In reply to frenchyd :

So, the ONLY reason office buildings exist is because of executive egos??  What a load of horse poo. 
 

According to businesscollective.com, the top reasons for keeping an urban office:

- Worker Energy

- Talented Millennials

- More Connections

- Easy Access

- Economic Incentives

- Built-in Culture

- An Easy Commute

- Brand Recognition

- Networking Opportunities

- Innovation

- Community

- More Appeal to Potential Hires

- Central Location

 

Ego ain't on the list. 
 

Your wife works in perhaps the most digitized industry on the planet. They literally have no use for buildings (or even staff). It can all be automated. They trade in 0's and 1's.  The only reason they needed buildings at all was because their customers didn't trust online. The pandemic changed that. 
 

Your assertion is completely wrong for many industries. 
 

And converting most large high rise office space to residential space is a financial impossibility. It's way too costly to consider in most cases. 

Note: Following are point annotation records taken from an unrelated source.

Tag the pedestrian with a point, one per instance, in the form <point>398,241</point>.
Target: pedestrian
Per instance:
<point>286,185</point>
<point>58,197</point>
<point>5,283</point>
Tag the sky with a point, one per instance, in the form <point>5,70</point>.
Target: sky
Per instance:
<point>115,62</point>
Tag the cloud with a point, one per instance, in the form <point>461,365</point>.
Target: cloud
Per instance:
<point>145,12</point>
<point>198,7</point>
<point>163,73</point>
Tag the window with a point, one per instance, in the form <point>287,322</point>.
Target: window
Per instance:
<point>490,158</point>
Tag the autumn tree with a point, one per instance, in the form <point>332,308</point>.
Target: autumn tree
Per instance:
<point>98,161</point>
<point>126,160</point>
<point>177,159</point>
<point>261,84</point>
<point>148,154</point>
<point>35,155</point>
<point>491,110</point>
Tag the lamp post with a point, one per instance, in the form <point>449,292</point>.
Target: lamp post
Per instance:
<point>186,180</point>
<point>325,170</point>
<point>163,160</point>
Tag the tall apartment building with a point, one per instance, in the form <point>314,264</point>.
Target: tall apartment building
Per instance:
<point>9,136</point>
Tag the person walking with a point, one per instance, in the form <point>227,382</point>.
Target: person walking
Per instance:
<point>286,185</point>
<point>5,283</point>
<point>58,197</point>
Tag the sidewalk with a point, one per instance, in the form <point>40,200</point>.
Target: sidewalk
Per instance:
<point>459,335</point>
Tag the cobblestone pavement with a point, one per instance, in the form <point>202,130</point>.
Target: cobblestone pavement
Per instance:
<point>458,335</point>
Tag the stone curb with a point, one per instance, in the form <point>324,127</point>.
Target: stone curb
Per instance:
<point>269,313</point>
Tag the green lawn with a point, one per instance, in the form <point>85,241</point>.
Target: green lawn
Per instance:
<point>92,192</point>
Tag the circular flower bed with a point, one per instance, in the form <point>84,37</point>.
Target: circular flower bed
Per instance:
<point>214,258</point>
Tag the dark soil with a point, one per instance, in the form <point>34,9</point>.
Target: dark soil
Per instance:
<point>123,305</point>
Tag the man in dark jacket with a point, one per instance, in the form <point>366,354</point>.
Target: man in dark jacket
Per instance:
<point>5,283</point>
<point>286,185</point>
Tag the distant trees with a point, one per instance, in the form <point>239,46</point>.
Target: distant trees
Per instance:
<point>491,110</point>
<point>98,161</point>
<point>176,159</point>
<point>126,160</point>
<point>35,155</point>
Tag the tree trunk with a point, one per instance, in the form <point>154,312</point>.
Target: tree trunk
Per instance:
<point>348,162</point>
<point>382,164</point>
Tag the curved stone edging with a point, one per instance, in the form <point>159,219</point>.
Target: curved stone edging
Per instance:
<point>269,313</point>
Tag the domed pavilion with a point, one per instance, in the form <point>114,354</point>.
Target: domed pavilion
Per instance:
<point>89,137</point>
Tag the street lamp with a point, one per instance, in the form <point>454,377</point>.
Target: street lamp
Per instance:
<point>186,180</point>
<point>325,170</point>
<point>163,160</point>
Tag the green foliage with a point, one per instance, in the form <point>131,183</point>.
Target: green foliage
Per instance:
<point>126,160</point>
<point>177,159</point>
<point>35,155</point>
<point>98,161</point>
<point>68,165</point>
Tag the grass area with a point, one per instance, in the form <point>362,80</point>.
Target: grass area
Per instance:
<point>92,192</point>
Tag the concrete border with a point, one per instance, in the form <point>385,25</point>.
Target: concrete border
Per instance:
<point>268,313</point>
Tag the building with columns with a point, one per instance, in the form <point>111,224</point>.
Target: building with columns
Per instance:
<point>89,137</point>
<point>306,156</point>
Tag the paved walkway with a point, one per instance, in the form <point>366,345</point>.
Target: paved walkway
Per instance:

Do you know what the average commute is in major cities?   Both in time and cost?   Not to mention cost of attire and the rest of personal appearance?  Then we are ignoring the cost of day care for children and the rush when the child comes down with a cold or other sickness.  Does the Employee have any personal time left to cover their absence?   
   Yeh that and all the fun of office politics, including coming up with the $5 bucks needed for every birthday or anniversary anybody  has in their department or floor.  
     Those terminally boring sales meetings or sensitivity training everybody needs.  
      The real job is working with the customers to satisfy their needs, not to have some manager repeat the same motivational speech he's given countless times before. 
       In my entire working career I've only attended one retirement "party" You walk into the average office and most employees are in their 30-'s  to 50's few younger and very few older. Almost none past 60. 
      I repeat what most CEO's found during the pandemic. Far greater productivity at home at lower costs.  
 

Yes some people must be in an office. Depending on the industry.   But it is only because most managers and owners do not know how to track results. 

mtn
mtn MegaDork
10/20/22 1:04 a.m.

In reply to z31maniac :

Illinois does not tax retirement income (SS, IRA, 401k, Pension). Seeing as all the Boomers I know who moved did so after retirement, that isn't it.

Also, the millennials that moved from Illinois to NC now have higher state income taxes. And somehow property taxes too, but that one is an apples and oranges comparison.